Tuesday, September 16, 2008

Temporary end of bailouts

I just learned that the Federal Reserve has authorized an $85 billion -- with a b -- loan to insurance giant A.I.G., so the rash of government bailouts of companies that should have been allowed to fail -- Schumpeter and creative destruction and all that -- may not be at an end. To be sure, this is a loan, not a buyout, so there'a at least a chance taxpayers might be paid back. But it's another sign that the U.S. has contracted the Japanese Disease (which Japan might be shedding) of considering certain enterprises "too big to fail, and therefore worthy of injections of taxpayers money. They call it "stability," but it's more like a formula for economic stagnation.

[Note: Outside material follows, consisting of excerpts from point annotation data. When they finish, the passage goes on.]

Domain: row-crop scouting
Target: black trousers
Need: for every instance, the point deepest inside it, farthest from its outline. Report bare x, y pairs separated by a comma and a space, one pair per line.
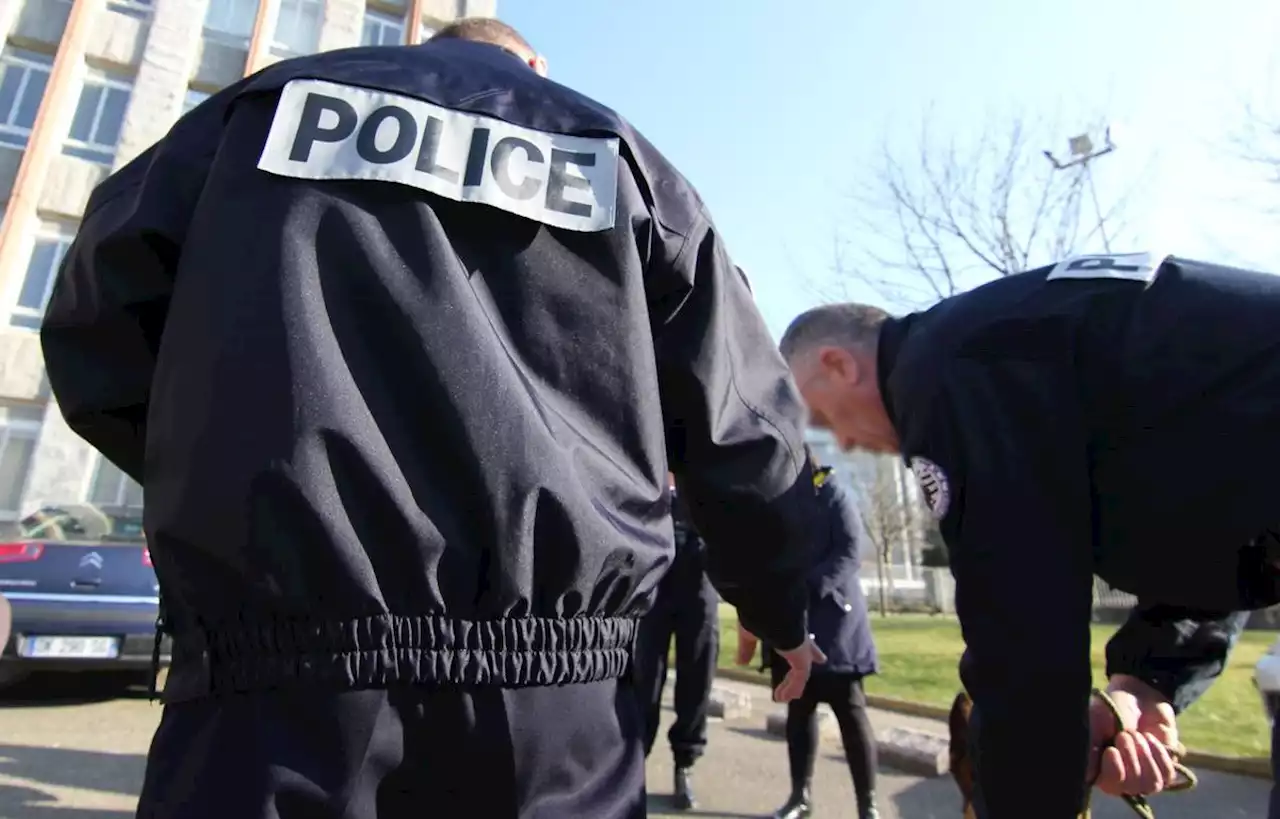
685, 608
1274, 806
417, 753
848, 701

However, Secretary Henry Paulson at least declined to bail out Lehman Brothers over the weekend, for which this Register editorial praised him. As it further argued, we're in for some rough economic times. Esmael Adibi, director of the Anderson Center for economic forecasting at Chapman University (run by Friedmanite disciples) told me he thinks we are in a recession now, which will be declared by the National Bureau of Economic Research (which officially declares such things) in the six months or so it typically takes them to gather and analyze all the relevant data. There's no painless way out of a recession, but the shortest and least painful is to let those who made bad decisions or hit bad luck take their hits and learn (temporarily) to avoid those excesses for a while.

Robert Samuelson at the WaPo argues that the business model the financial markets -- lots of leverage, exotic investments, derivatives -- have developed over the last 20 or so years has failed, and it's time for a new model, more conservative and reality-based. I suspect he's right. But bailing out those who have followed the model will only delay necessary adjustments to reestablish the economy on a sounder basis.